Questo non significa una percezione puramente sensoriale ma una percezione in generale, fondamentalmente una comprensione di fenomeni originari che, come tali, possono essere capiti soltanto per mezzo di atti simili alla percezione e non, per esempio, attraverso l'induzione o la deduzione logica. Questo tipo di percezioni hanno infatti a che fare con l'avere cognizione, il divenire consapevoli, avvertiti e sensibili. Si tratta, cioè, di scovare i significati primi - soprattutto quelli che oltrepassano il sensibile. Devo perciò richiamare ancora una volta la tematizzazione del sublime di Lyotard, il fatto che vi sia un rendersi conto del fallimento della sensibilità e un divenire coscienti del transestetico o dell'anaestetico. Percepire i confini e gli oltrepassamenti dell'estetico - che non avevano un proprio posto nell'estetica tradizionale - diviene centrale per il pensiero aistetico che abbiamo abbozzato sopra. Si potrebbe effettivamente vedere l'intera differenza tra postmodernità e modernità rispecchiata in questa distinzione tra aistetica ed estetica. Poiché in essa tutte le opposizioni menzionate ritornano - consapevolezza dei confini contro pretese di globalità, primato della sublimità contro quello della bellezza, opzione lyotardiana contro quella habermasiana. 

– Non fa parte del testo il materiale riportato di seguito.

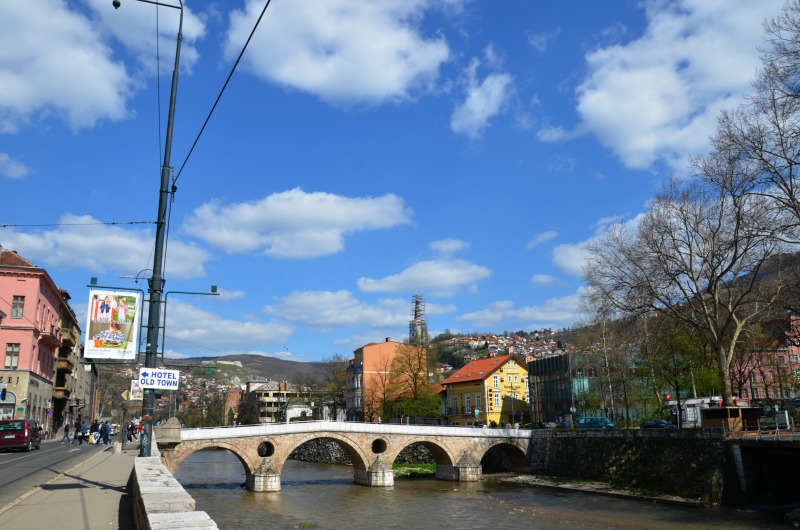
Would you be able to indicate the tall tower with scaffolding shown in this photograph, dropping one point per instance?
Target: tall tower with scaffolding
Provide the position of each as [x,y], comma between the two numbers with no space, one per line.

 Pensiero aistetico: un pensiero realistico di oggi 
Per un pensiero capace di percepire come questo - che comincia, cioè, dalla percezione e rimane imbrigliato in ceppi anaestetici; in breve un pensiero aistetico che abbraccia sia l'estetica che l'anaestetica - mi sembra, non perché correntemente alla moda come sospettano alcuni ma per la sua capacità di comprendere e la sua pertinenza alla realtà, essere giunto il momento. Oggi, infatti, - questa è la mia tesi - esso è il pensiero genuinamente realistico, quello che meglio, qui e ora, misura la realtà presente (che assolutamente niente è in grado oggi di misurare). Le prospettive estetiche, che un tempo erano considerate incerte, stanno divenendo, perciò, sempre più vicine alla realtà e sono le più intense per la loro forza di rivelazione69. 
Ma quello che si rivela decisivo per il cambiamento nella pertinenza di un tipo di pensiero - per lo spostamento di enfasi, cioè, da un pensiero logocentrico a uno aistetico - è un cambiamento nella realtà stessa. La realtà del giorno d'oggi è infatti essenzialmente costituita attraverso processi percettivi; cioè, soprattutto per mezzo di processi medi di percezione. Tale realtà può quindi solo essere trattata per mezzo di un pensiero capace di percezione. Questo vale - il che è apparentemente paradossale - anche per i fenomeni anaestetici - dal 26 aprile 1986, il giorno in cui è accaduto il fatto di Chernobyl, noi tutti sappiamo che le minacce decisive di oggi sono di tipo anaestetico, che non possono più essere percepite dai sensi e che solo il danno che causano influenza questi, divorandoli. Solo per qualcuno che è aisteticamente in sintonia, soprattutto per coloro la cui attenzione è rivolta all'oltrepassamento anaestetico dell'estetico, tali scoperte sono attinenti in modo allarmante.